On the top of the ram head there is a loose lashing plate, which, at the finish of the action of the rams, is locked in the cell by bolts actuated by a suitable locking gear. While in this cell the bale has the lashing ropes put round it, and then it is placed under the large rams for the final squeeze, during which the ties or ropes are permanently secured. Thus neither of the small presses has even to wait while its box is being filled, or while the previously pressed bale is being lashed. Even in the large press, when the ties are finally fastened, the time occupied does not exceed three-quarters of a minute, and is often much less.

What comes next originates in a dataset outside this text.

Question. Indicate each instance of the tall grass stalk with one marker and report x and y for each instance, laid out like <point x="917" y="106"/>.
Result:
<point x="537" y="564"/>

COMPOUND HYDRAULIC PRESS. FIGS. 3 and 4.
This press is shown in Figs. 3 and 4. The small rams are arranged at either side of the large ones, which, in this case, are not inverted. To each of the smaller presses there is a pair of boxes mounted on a vertical column, around which they can revolve to bring either box over the rain head. When the left hand rams rise, the material is delivered into the cell, D, which previously has had its doors (Fig. 4) closed. To permit of the cell, D, being moved out of the way, it is mounted so that it can revolve on one of the columns of the main press, first into the position shown at B (Fig. 4), and afterward to C (Fig. 3). While at D, the bale in the cell (called from its construction a revolver) is partly lashed, the ties or ropes being put into position. It is then rotated until it comes over the large rams, where the bale is still more compressed and secured.
It must be admitted that this press provides for the greatest possible economy of time, and for the largest output, for the capital employed, which can be attained. The rams and the men are constantly in action, and not a single moment is lost. For filling each box 78 seconds are allowed, and there is ample time for the preliminary lashing.
COMPOUND HYDRAULIC PRESS. FIGS. 5 and 6.
Figs. 5 and 6 show a modification of this press, designed to turn out sixty bales per hour. It has only one set of long-stroke rams, with three revolvers. The bale receives its preliminary lashing while in the position, B (Fig. 6). Fifty-three seconds are available for filling the box, and the same time for the preliminary lashing. It is found, however, that three-quarters of a minute is sufficient for the complete hooping of a bale.
COMPOUND HYDRAULIC PRESS. FIGS. 7 and 8.
Figs. 7 and 8 show a similar press intended for jute pressing. This has only one box, which is fixed, as the material has to be packed in an orderly manner. Its speed is sixty bales an hour. - Engineering.